使用RunLoop 监测主线程的卡顿,并将卡顿时的线程堆栈信息保存下来,下次上传到服务器。

参考资料

关于今天要介绍的使用RunLoop 监测主线程卡顿的资料如下:

原理

官方文档说明了RunLoop的执行顺序:

1. Notify observers that the run loop has been entered.
2. Notify observers that any ready timers are about to fire.
3. Notify observers that any input sources that are not port based are about to fire.
4. Fire any non-port-based input sources that are ready to fire.
5. If a port-based input source is ready and waiting to fire, process the event immediately.

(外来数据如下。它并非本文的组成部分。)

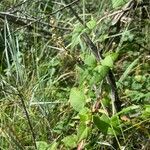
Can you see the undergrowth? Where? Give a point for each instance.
(53, 91)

Go to step 9.
6. Notify observers that the thread is about to sleep.
7. Put the thread to sleep until one of the following events occurs:
 * An event arrives for a port-based input source.
 * A timer fires.
 * The timeout value set for the run loop expires.
 * The run loop is explicitly woken up.
8. Notify observers that the thread just woke up.
9. Process the pending event.
 * If a user-defined timer fired, process the timer event and restart the loop. Go to step 2.
 * If an input source fired, deliver the event.
 * If the run loop was explicitly woken up but has not yet timed out, restart the loop. Go to step 2.
10. Notify observers that the run loop has exited.

用伪代码来实现就是这样的:

{
    /// 1. 通知Observers,即将进入RunLoop
    /// 此处有Observer会创建AutoreleasePool: _objc_autoreleasePoolPush();
    __CFRUNLOOP_IS_CALLING_OUT_TO_AN_OBSERVER_CALLBACK_FUNCTION__(kCFRunLoopEntry);
    do {
 
        /// 2. 通知 Observers: 即将触发 Timer 回调。
        __CFRUNLOOP_IS_CALLING_OUT_TO_AN_OBSERVER_CALLBACK_FUNCTION__(kCFRunLoopBeforeTimers);
        /// 3. 通知 Observers: 即将触发 Source (非基于port的,Source0) 回调。
        __CFRUNLOOP_IS_CALLING_OUT_TO_AN_OBSERVER_CALLBACK_FUNCTION__(kCFRunLoopBeforeSources);
        __CFRUNLOOP_IS_CALLING_OUT_TO_A_BLOCK__(block);
 
        /// 4. 触发 Source0 (非基于port的) 回调。
        __CFRUNLOOP_IS_CALLING_OUT_TO_A_SOURCE0_PERFORM_FUNCTION__(source0);
        __CFRUNLOOP_IS_CALLING_OUT_TO_A_BLOCK__(block);
 
        /// 6. 通知Observers,即将进入休眠
        /// 此处有Observer释放并新建AutoreleasePool: _objc_autoreleasePoolPop(); _objc_autoreleasePoolPush();
        __CFRUNLOOP_IS_CALLING_OUT_TO_AN_OBSERVER_CALLBACK_FUNCTION__(kCFRunLoopBeforeWaiting);
 
        /// 7. sleep to wait msg.
        mach_msg() -> mach_msg_trap();
        
 
        /// 8. 通知Observers,线程被唤醒
        __CFRUNLOOP_IS_CALLING_OUT_TO_AN_OBSERVER_CALLBACK_FUNCTION__(kCFRunLoopAfterWaiting);
 
        /// 9. 如果是被Timer唤醒的,回调Timer
        __CFRUNLOOP_IS_CALLING_OUT_TO_A_TIMER_CALLBACK_FUNCTION__(timer);
 
        /// 9. 如果是被dispatch唤醒的,执行所有调用 dispatch_async 等方法放入main queue 的 block
        __CFRUNLOOP_IS_SERVICING_THE_MAIN_DISPATCH_QUEUE__(dispatched_block);
 
        /// 9. 如果如果Runloop是被 Source1 (基于port的) 的事件唤醒了,处理这个事件
        __CFRUNLOOP_IS_CALLING_OUT_TO_A_SOURCE1_PERFORM_FUNCTION__(source1);
 
 
    } while (...);
 
    /// 10. 通知Observers,即将退出RunLoop
    /// 此处有Observer释放AutoreleasePool: _objc_autoreleasePoolPop();
    __CFRUNLOOP_IS_CALLING_OUT_TO_AN_OBSERVER_CALLBACK_FUNCTION__(kCFRunLoopExit);
}

主线程的RunLoop是在应用启动时自动开启的,也没有超时时间,所以正常情况下,主线程的RunLoop 只会在 2—9 之间无限循环下去。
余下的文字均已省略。